About Us

Taxes.wiki is an independent resource for individual tax filers trying to choose the right tax preparation software. The site exists because the existing options for this kind of guidance fall into two camps: marketing pages written by the software companies themselves, and surface-level “best of” lists that get updated once a year and rarely reflect actual hands-on testing.

We do something different. Every review on this site is based on running real filing scenarios through the software, start to finish, and reporting what we find.

What we cover, and what we don’t

Our focus is on tax preparation software for individual filers in the United States. That includes W-2 employees, freelancers and independent contractors, retirees, investors with brokerage activity, and homeowners with itemized deductions.

We don’t cover small business or partnership returns, cryptocurrency-heavy filings, or expatriate taxes. Each of those areas has its own complexity and deserves dedicated coverage rather than a paragraph tacked onto a general review. We’d rather be useful in a defined area than thin across many.

How we test

Tax software reviews on taxes.wiki are built around a fixed set of filer scenarios. We use the same scenarios across every product we review, which is what makes head-to-head comparisons meaningful. Our current test scenarios are:

A single W-2 filer with one income source and the standard deduction.

A married couple filing jointly with two W-2 incomes, two dependents, and a mortgage.

A self-employed freelancer with multiple 1099-NEC forms, business expenses, and a home office deduction.

An investor with W-2 income plus a brokerage account generating dividends, interest, and capital gains, including some wash sales.

A retiree with Social Security benefits, a pension, IRA distributions, and itemized medical expenses.

For each scenario, we file (or fully prepare without submitting) the same return through each software package and evaluate the experience against the same criteria.

What we evaluate

Accuracy. Does the software reach the correct result, and does it surface the right questions to get there? Software that misses a deduction or miscategorizes income fails on the most basic level.

Handling of edge cases. Most software handles a simple W-2 return well. The differences show up when something unusual appears, like a 1099-K from a payment processor, a backdoor Roth conversion, or sale of a home with partial exclusion.

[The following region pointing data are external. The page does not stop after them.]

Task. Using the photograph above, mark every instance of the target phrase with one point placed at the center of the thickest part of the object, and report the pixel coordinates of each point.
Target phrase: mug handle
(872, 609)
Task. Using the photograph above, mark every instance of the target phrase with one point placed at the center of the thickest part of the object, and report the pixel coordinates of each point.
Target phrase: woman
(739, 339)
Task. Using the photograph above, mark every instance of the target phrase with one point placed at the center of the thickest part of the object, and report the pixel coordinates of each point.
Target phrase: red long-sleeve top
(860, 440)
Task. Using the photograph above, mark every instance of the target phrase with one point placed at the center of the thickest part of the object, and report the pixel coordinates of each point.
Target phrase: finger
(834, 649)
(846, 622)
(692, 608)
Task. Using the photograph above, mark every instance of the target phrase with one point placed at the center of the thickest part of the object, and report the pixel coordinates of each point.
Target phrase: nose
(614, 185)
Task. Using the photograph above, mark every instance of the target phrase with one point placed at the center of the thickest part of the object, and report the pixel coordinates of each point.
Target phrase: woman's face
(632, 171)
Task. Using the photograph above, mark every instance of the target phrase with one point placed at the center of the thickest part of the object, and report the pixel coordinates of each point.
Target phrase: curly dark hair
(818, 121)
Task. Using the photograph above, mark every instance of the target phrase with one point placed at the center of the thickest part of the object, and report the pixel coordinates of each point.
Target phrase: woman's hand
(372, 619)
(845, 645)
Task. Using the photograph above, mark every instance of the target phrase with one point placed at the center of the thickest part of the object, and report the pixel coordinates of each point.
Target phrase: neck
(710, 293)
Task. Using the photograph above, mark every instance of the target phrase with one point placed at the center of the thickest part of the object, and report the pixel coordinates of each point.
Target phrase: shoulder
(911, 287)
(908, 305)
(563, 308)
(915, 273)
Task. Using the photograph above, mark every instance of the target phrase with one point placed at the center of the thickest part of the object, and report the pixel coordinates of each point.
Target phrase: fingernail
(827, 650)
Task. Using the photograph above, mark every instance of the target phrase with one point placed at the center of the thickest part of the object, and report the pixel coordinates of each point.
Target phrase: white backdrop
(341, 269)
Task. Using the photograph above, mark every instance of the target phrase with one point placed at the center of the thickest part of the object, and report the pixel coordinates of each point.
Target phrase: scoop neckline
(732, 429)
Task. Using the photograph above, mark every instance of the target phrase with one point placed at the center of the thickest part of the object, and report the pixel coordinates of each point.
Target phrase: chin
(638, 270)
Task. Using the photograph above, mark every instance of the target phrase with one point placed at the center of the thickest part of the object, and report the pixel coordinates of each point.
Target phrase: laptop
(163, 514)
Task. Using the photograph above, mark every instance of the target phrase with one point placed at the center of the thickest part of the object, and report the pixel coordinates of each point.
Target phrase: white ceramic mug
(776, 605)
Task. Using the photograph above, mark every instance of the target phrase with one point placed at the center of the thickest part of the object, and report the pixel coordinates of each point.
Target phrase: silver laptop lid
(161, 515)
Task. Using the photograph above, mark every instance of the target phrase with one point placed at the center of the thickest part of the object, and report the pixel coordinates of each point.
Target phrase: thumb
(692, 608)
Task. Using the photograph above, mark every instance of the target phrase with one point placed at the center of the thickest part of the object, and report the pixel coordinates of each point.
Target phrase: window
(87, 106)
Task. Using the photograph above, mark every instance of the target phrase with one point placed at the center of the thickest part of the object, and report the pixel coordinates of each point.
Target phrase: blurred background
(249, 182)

Interview quality. Does the guided interview ask clear questions in plain language, or does it dump IRS terminology on the user without context?

Pricing transparency. Does the advertised price match what you actually pay at checkout, or does the software upsell aggressively as you progress through the return?

Import and integration. Can you import W-2s, 1099s, and prior-year returns reliably, or does importing introduce errors you have to catch manually?

Audit and accuracy guarantees. What does the company actually promise, and what are the conditions and exclusions?

Editorial independence

Reviews are written based on testing results, not commercial relationships. We do not accept payment, free upgraded subscriptions, or promotional consideration in exchange for favorable coverage. When we find a product is the wrong choice for a particular filer situation, we say so plainly, including for products we may otherwise rate well overall.

If we begin participating in affiliate programs in the future, we will disclose that clearly on the site and on every page where affiliate links appear, in line with FTC guidelines.

Corrections

Tax law and tax software both change. If you find an error in our coverage, or if a product has changed in ways our review doesn’t reflect, we want to know. Corrections and material updates are noted at the bottom of the affected article with the date of the change.